Hostility in short supply as Europe tee off in the 43rd Ryder Cup
If Europe’s players were concerned about facing a hostile atmosphere in their defence of the Ryder Cup they need not have worried – at least for now.
Maybe it was the charm offensive in practice, when they wore the colours of local NFL side the Green Bay Packers and threw souvenirs into the crowd, which resulted in a somewhat subdued scene around the first tee on Friday.
Or maybe it was the fact that it was still cold enough at 7am that there was no need to refrigerate the beer which could well result in a livelier atmosphere later in the day.
Even the booing of the European players felt a little half-hearted and more suited to a Christmas panto in Guildford than one of the biggest sporting events in the world – no offence to pantomime fans in the Surrey area.

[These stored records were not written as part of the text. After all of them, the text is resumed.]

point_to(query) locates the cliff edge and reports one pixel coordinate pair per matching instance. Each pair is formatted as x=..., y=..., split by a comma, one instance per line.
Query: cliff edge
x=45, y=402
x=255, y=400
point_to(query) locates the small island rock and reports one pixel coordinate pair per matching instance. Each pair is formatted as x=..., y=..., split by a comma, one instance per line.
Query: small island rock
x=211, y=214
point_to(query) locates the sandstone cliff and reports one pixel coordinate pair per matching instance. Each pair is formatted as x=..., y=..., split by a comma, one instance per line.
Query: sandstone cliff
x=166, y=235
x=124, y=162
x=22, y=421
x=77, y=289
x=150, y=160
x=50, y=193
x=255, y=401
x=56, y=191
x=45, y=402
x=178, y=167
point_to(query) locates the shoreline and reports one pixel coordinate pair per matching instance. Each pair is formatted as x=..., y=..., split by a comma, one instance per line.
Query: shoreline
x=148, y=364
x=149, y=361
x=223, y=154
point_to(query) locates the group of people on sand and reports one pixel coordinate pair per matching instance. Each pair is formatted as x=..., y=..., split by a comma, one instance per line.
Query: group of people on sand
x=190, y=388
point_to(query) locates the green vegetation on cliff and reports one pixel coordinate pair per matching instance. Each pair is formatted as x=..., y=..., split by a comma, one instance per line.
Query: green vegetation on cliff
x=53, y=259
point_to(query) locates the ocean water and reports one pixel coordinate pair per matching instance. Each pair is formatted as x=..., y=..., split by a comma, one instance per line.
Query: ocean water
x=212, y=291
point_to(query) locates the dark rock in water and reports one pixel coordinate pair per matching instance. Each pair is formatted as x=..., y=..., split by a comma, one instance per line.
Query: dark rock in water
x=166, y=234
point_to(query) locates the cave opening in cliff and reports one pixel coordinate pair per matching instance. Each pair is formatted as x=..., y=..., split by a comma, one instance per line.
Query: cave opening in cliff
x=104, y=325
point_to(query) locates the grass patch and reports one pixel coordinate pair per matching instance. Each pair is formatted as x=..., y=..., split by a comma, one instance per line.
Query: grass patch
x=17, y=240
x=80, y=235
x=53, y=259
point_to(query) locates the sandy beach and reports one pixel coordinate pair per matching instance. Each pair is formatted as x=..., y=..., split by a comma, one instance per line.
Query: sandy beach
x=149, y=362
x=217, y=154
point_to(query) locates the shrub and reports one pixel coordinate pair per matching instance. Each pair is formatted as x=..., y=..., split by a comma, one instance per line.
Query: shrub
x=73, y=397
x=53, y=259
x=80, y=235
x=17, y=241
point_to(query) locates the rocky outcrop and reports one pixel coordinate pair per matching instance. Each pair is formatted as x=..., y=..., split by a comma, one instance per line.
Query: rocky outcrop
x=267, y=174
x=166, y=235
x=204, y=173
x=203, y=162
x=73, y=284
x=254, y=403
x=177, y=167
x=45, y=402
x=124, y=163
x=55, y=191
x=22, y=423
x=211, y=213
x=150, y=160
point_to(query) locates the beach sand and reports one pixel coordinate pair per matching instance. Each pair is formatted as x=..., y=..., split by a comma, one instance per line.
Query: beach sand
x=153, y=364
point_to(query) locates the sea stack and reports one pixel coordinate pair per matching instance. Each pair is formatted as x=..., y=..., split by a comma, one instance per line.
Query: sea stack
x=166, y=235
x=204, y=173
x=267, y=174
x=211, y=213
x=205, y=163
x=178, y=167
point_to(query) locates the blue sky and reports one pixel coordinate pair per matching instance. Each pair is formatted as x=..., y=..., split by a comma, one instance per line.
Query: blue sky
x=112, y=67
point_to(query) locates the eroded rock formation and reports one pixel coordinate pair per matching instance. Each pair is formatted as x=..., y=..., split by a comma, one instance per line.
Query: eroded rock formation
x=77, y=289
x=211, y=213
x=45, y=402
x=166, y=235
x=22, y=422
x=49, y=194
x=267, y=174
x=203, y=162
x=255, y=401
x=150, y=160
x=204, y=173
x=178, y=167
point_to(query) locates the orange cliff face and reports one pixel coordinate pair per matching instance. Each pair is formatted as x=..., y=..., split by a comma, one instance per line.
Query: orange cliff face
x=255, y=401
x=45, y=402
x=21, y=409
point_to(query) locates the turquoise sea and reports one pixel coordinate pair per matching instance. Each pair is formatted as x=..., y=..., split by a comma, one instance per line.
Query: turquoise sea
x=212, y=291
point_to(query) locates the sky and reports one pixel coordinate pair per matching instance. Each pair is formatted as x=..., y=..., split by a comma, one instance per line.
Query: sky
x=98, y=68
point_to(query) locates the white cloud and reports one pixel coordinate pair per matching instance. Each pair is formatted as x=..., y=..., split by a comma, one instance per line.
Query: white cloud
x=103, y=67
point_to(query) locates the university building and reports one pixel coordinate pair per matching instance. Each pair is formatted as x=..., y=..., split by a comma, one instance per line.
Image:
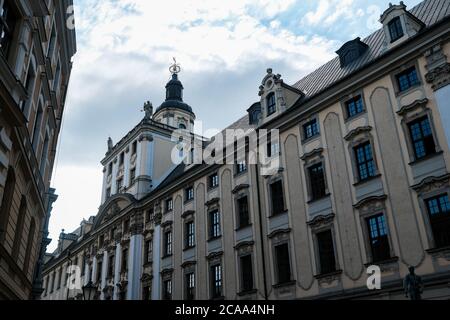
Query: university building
x=36, y=48
x=363, y=180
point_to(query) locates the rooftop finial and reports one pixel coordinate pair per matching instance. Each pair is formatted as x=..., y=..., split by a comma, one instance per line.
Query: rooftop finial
x=175, y=68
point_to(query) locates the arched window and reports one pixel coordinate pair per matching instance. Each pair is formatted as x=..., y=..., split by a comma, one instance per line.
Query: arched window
x=18, y=234
x=6, y=202
x=271, y=104
x=31, y=235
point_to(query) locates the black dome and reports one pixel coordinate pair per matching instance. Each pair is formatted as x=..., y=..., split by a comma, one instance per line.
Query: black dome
x=174, y=96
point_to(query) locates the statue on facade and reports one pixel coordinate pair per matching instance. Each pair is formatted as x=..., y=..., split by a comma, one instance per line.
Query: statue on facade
x=148, y=109
x=413, y=285
x=110, y=144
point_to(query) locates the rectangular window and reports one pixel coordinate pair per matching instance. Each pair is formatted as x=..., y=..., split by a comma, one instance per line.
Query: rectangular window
x=169, y=205
x=149, y=251
x=189, y=194
x=354, y=106
x=190, y=286
x=246, y=273
x=124, y=260
x=110, y=267
x=271, y=104
x=378, y=237
x=241, y=167
x=326, y=252
x=190, y=235
x=277, y=197
x=167, y=288
x=168, y=243
x=317, y=181
x=283, y=263
x=7, y=25
x=422, y=138
x=132, y=176
x=244, y=217
x=395, y=29
x=216, y=281
x=439, y=212
x=364, y=161
x=310, y=129
x=407, y=79
x=119, y=185
x=213, y=181
x=214, y=221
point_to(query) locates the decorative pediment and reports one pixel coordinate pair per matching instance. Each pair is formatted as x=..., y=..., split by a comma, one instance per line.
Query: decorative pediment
x=112, y=208
x=432, y=183
x=352, y=135
x=321, y=221
x=418, y=105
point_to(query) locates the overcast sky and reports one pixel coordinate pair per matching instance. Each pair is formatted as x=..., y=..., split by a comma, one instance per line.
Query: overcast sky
x=125, y=48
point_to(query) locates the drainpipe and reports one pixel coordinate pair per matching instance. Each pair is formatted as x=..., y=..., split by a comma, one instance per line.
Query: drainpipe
x=266, y=294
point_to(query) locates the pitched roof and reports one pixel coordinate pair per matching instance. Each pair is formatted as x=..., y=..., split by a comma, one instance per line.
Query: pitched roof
x=428, y=11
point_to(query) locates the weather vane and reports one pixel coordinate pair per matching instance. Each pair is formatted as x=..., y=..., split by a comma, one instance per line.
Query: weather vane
x=175, y=68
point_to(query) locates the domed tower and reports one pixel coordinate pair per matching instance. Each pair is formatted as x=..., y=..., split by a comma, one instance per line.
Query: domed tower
x=174, y=112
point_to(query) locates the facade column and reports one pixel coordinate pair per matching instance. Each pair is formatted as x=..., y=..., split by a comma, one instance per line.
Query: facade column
x=117, y=269
x=438, y=76
x=156, y=281
x=135, y=257
x=104, y=274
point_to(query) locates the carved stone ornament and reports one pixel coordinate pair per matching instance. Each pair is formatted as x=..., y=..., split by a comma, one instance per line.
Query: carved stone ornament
x=439, y=77
x=371, y=205
x=432, y=183
x=356, y=132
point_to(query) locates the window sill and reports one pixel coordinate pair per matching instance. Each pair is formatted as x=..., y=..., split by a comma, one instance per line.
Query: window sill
x=214, y=239
x=247, y=292
x=426, y=158
x=363, y=182
x=382, y=262
x=408, y=91
x=330, y=274
x=310, y=139
x=356, y=116
x=319, y=199
x=284, y=284
x=275, y=215
x=241, y=228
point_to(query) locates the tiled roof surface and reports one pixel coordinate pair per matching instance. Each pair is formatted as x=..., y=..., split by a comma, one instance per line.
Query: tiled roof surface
x=428, y=11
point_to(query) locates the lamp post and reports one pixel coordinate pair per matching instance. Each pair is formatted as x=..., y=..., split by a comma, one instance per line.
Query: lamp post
x=89, y=291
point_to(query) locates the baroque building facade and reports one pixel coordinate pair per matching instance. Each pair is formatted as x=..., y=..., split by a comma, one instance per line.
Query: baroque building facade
x=36, y=48
x=363, y=180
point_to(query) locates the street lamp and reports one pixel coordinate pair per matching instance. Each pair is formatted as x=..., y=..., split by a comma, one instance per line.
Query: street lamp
x=89, y=291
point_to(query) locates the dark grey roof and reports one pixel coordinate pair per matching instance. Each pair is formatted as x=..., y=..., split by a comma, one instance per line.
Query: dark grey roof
x=428, y=11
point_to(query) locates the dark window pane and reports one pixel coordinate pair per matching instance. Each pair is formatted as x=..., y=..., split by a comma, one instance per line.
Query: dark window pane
x=317, y=181
x=422, y=138
x=378, y=237
x=276, y=190
x=395, y=29
x=365, y=162
x=283, y=263
x=439, y=212
x=247, y=273
x=326, y=252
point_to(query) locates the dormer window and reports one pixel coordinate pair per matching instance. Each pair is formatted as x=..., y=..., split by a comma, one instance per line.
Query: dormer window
x=395, y=29
x=271, y=104
x=7, y=24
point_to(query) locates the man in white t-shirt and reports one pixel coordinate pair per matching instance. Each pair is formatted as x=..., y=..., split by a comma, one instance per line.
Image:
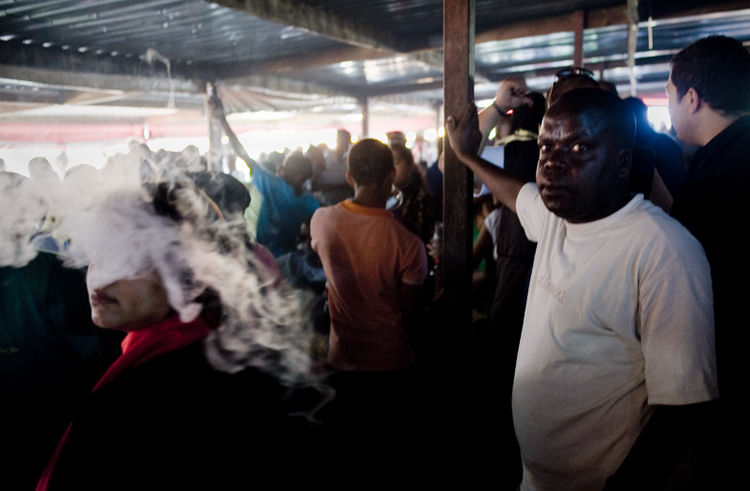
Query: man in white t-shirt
x=617, y=356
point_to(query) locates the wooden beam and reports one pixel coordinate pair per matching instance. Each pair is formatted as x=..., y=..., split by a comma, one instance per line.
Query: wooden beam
x=458, y=39
x=303, y=16
x=579, y=17
x=559, y=23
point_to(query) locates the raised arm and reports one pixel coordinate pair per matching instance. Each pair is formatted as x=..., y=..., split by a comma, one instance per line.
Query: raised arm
x=511, y=94
x=465, y=139
x=217, y=112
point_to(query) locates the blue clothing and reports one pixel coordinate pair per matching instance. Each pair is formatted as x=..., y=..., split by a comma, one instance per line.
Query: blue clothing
x=281, y=212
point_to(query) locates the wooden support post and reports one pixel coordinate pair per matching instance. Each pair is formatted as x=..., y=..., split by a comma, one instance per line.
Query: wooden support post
x=579, y=19
x=215, y=151
x=632, y=42
x=365, y=108
x=458, y=29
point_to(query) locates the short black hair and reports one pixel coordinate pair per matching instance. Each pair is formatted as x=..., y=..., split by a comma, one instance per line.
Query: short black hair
x=567, y=83
x=404, y=153
x=370, y=161
x=618, y=119
x=718, y=68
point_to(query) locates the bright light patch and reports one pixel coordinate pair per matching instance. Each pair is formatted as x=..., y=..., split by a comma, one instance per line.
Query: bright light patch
x=659, y=118
x=430, y=134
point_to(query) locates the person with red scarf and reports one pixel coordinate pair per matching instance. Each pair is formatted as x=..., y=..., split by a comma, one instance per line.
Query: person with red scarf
x=199, y=397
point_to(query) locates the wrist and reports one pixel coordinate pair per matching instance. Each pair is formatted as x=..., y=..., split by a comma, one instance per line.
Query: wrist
x=500, y=111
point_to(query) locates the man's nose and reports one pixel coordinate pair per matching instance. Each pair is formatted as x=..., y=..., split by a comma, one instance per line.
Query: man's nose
x=554, y=161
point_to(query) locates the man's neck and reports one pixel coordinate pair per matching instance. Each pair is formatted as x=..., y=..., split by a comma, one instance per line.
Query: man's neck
x=712, y=124
x=370, y=196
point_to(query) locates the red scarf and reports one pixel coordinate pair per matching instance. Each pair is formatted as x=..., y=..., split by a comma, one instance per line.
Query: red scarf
x=138, y=347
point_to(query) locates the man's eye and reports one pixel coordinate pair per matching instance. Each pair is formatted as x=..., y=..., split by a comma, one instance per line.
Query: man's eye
x=579, y=147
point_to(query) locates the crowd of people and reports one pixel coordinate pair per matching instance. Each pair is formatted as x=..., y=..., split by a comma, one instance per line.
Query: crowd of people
x=166, y=325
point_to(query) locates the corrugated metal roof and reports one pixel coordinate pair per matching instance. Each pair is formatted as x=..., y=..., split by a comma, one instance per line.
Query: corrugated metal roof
x=307, y=53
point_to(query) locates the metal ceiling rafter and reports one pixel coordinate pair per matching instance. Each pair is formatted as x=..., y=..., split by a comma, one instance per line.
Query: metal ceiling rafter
x=302, y=16
x=95, y=82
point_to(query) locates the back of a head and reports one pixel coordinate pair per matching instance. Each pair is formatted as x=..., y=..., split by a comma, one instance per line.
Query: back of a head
x=718, y=68
x=529, y=117
x=370, y=161
x=404, y=154
x=600, y=106
x=298, y=166
x=568, y=83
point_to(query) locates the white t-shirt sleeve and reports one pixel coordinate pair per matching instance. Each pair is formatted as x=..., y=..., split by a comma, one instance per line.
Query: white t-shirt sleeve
x=677, y=323
x=531, y=211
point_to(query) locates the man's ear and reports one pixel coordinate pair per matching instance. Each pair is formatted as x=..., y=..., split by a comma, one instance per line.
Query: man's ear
x=626, y=157
x=694, y=100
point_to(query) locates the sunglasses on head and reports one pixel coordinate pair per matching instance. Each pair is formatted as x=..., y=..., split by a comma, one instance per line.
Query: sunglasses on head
x=576, y=70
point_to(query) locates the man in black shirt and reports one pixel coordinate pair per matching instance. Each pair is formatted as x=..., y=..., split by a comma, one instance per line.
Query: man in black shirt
x=709, y=102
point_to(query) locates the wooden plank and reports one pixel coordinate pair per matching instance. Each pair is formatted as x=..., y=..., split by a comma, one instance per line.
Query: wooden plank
x=579, y=17
x=458, y=40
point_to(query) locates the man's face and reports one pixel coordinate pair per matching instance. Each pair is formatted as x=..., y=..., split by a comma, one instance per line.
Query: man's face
x=678, y=112
x=129, y=304
x=580, y=168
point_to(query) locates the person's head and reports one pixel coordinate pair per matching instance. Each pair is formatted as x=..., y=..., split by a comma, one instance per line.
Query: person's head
x=370, y=163
x=343, y=140
x=317, y=156
x=570, y=79
x=295, y=170
x=396, y=139
x=529, y=117
x=403, y=161
x=712, y=74
x=585, y=145
x=41, y=169
x=640, y=112
x=129, y=304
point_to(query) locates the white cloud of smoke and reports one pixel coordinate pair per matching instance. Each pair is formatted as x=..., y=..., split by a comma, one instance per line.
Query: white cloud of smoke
x=109, y=220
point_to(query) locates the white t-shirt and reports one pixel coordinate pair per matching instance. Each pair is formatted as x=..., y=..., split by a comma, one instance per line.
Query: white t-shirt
x=619, y=318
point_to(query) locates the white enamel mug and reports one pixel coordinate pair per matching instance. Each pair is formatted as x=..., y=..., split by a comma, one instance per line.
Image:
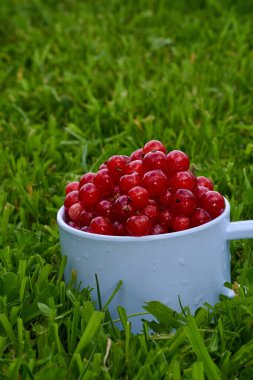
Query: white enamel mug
x=193, y=264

Tony Finau and Bryson DeChambeau did their best to whip up the home fans, DeChambeau conducting a chorus of U-S-A by getting various sections of the grandstand to shout the different letters in order.
But the absence of large numbers of European fans was keenly felt, with around eight self-appointed “Guardians of the Cup” attempting a weak version of the ‘thunderclap’ made popular by Iceland’s football fans during the 2016 European Championships and used to great effect in Paris three years ago.
A cry of “Padraig you look nervous” was greeted with a response of “Go Paddy” from a lone European fan waving an Irish flag, while a shout of “Viva Espana, come on boys” directed at Jon Rahm and Sergio Garcia also came in a suspiciously Irish accent.
It fell to Garcia to get the contest under way with a tee shot tugged into one of the myriad of bunkers on the Whistling Straits course, while Justin Thomas went first for their opponents and split the fairway.
Rahm’s escape from the sand rolled just off the back edge of the green, but Garcia then almost holed his chip and Thomas missed his birdie putt following a superb approach from playing partner Jordan Spieth.
With that the eagerly-anticipated 43rd Ryder Cup, postponed by a year due to the coronavirus pandemic, was finally under way and the battle to retain or regain the coveted gold trophy fully joined.